Волков не был чудаком. Просто он жил по иным законам, нежели все остальное человечество. От многолетнего общения с покойниками в прозекторской у него составилось презрение к людской суетности. Институтское начальство опасалось его — он хамил с ходу, без предупреждения.

Новый, плохо осведомленный о нем замдиректора вызвал как-то Волкова к себе и, среди прочего, в вежливой форме попросил профессора обратить внимание на свой внешний вид.

— Учту, — кивнул нечесаной головой Волков. Он медленно посмотрел на румяного, моложавого, рано располневшего замдиректора и сказал:

— Внешний вид… А вскрывать-то вас, пожалуй, будет противней, чем меня: сала много, весь изгадишься…

Волков приходил к Анне Гавриловне смущенно, словно был виноват в том, что случилось. Никаких фраз сочувствия он не произносил, сидел неподолгу, молчаливо покашливая. Иногда говорил невпопад:

— Вчера на Крестовском острове соловей пел. Интересно бы посмотреть, как у него устроено горло.

Сперва Анна Гавриловна сухо удивлялась его регулярным визитам, а потом привыкла к ним и даже беспокоилась, когда он дня два не появлялся.

— Надо бы посоветоваться с Антоном Игнатьевичем, — говорила она так, будто всю жизнь только и делала, что испрашивала советы у Волкова.

Растерявшись от своей беды, она металась по квартире, вытаскивая из столов, шкафов и чемоданов старые фотографии Федора Ивановича, его письма, книги, написанные им, адреса и поздравительные телеграммы, присланные ему со всего мира в день шестидесятилетия. Все это она раскладывала вокруг себя в каком-то одной ей ведомом пасьянсе, ожидая, что кто-то важный придет, разглядит это, разгневается и тотчас же отдаст распоряжение выпустить мужа на свободу.

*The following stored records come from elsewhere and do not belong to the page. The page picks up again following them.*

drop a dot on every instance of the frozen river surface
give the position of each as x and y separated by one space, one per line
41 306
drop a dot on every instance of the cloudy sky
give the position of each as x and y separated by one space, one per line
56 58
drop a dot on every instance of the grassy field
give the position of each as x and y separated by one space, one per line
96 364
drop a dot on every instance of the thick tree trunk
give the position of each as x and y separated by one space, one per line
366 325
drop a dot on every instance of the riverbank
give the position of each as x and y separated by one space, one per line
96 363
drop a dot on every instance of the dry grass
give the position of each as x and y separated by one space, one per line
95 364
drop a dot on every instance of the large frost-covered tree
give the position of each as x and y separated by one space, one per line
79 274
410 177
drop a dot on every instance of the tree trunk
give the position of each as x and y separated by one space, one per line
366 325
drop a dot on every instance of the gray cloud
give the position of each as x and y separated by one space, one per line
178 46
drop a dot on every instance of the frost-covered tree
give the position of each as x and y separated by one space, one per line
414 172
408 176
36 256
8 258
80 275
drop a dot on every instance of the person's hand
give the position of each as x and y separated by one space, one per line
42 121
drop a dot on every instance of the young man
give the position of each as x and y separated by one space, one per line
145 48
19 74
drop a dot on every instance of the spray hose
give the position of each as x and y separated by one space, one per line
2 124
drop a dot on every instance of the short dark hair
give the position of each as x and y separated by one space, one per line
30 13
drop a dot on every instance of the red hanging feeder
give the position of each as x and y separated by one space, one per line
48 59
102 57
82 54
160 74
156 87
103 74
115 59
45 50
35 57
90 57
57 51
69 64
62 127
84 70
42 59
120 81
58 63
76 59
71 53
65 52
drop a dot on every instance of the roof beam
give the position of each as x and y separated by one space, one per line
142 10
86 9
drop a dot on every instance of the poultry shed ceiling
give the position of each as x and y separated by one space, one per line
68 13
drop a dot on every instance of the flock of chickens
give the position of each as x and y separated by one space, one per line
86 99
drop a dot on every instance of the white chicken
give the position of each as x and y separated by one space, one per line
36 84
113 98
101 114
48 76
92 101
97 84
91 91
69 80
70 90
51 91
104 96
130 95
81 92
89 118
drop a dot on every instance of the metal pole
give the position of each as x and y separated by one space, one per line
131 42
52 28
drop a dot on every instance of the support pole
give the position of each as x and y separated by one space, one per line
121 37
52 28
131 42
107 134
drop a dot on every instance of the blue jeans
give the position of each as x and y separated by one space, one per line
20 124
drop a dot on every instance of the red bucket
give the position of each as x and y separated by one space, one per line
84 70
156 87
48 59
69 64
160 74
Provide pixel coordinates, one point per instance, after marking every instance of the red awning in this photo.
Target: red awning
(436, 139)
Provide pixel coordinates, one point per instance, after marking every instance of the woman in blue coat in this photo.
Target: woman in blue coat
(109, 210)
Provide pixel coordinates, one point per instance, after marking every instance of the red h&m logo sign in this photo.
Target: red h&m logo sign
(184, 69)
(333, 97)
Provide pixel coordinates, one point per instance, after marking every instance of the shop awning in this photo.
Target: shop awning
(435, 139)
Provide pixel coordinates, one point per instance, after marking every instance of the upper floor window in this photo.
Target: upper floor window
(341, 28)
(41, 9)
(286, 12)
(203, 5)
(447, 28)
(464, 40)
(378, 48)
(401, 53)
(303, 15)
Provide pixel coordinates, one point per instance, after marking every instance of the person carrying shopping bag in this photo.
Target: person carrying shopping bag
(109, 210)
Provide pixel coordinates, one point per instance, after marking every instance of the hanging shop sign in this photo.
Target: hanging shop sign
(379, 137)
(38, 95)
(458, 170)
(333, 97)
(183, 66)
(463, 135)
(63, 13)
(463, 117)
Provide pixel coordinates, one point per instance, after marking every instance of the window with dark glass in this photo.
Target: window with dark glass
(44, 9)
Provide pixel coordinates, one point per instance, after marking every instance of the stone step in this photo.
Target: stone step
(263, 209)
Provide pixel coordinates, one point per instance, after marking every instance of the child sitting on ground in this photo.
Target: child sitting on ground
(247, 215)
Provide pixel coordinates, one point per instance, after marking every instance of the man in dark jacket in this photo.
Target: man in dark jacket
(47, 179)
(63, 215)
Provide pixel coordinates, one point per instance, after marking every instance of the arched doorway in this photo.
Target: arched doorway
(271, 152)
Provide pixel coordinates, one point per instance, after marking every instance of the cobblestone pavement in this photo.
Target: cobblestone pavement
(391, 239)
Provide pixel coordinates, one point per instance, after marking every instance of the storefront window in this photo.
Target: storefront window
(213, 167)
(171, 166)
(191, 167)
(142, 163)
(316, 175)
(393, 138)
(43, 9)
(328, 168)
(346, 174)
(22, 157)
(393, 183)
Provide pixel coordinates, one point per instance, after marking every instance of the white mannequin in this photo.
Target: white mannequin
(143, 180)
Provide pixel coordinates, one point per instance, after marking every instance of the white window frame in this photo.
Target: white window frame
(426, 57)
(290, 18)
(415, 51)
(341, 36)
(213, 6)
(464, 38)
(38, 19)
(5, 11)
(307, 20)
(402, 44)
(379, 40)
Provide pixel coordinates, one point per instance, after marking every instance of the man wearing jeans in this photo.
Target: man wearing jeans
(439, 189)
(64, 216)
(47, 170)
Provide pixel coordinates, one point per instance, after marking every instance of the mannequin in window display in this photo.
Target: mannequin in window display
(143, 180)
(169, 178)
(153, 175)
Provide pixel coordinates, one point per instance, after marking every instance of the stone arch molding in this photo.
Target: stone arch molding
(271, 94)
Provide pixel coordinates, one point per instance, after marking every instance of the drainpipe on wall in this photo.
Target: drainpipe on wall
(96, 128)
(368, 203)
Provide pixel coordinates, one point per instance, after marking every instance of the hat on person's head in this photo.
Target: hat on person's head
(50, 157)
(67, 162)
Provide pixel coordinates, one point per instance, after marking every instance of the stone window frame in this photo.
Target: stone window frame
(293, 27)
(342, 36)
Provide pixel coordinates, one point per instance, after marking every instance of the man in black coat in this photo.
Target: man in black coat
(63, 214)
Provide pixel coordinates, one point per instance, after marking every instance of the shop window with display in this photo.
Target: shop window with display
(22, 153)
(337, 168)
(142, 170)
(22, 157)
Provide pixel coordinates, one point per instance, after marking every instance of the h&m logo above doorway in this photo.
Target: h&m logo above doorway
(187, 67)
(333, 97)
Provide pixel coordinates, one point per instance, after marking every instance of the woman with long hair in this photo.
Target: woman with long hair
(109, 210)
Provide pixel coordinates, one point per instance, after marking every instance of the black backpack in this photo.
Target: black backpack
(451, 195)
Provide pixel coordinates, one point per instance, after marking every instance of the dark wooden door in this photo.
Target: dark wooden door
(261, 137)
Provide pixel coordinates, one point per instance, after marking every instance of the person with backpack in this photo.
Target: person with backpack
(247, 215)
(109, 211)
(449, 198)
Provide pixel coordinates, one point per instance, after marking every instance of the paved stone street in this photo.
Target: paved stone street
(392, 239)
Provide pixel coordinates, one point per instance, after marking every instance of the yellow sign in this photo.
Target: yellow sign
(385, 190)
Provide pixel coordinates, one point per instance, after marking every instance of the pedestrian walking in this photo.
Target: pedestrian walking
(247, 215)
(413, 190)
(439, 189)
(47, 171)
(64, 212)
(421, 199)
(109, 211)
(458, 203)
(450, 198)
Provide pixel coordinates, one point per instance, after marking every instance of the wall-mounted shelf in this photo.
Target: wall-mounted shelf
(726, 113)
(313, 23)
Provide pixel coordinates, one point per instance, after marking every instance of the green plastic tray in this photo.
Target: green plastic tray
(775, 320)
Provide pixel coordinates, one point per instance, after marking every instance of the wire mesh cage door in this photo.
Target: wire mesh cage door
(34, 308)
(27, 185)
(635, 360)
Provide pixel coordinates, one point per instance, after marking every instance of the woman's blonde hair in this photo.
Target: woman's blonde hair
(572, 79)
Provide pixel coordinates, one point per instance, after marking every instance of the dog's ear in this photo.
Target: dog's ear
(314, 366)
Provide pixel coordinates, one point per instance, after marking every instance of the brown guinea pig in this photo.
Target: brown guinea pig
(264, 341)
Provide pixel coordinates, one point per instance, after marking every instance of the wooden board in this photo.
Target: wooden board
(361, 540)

Важное лицо все не являлось, оробевших друзей становилось все больше, и только перед Волковым можно было бесконечно разворачивать трудную и полезную жизнь Федора Ивановича.

— Это Федя на чуме. Это — на холере. Это он в кембриджской мантии.

Сопя и покашливая, Волков рассматривал фотографии. Иногда бормотал:

— Мерзавцы.

— Ну, за что? За что? — спрашивала его Анна Гавриловна. — Я ведь ничего не понимаю, голубчик Антон Игнатьевич. Может, надо куда-то пойти, кому-то сказать…

— Мама, перестань! — обрывала ее Катя. — Отец ни в чем не виноват. Произошла ошибка, ее исправят. Ты увидишь, перед нами еще извинятся.

— Можно, я выпью водки? — спрашивал вдруг Волков.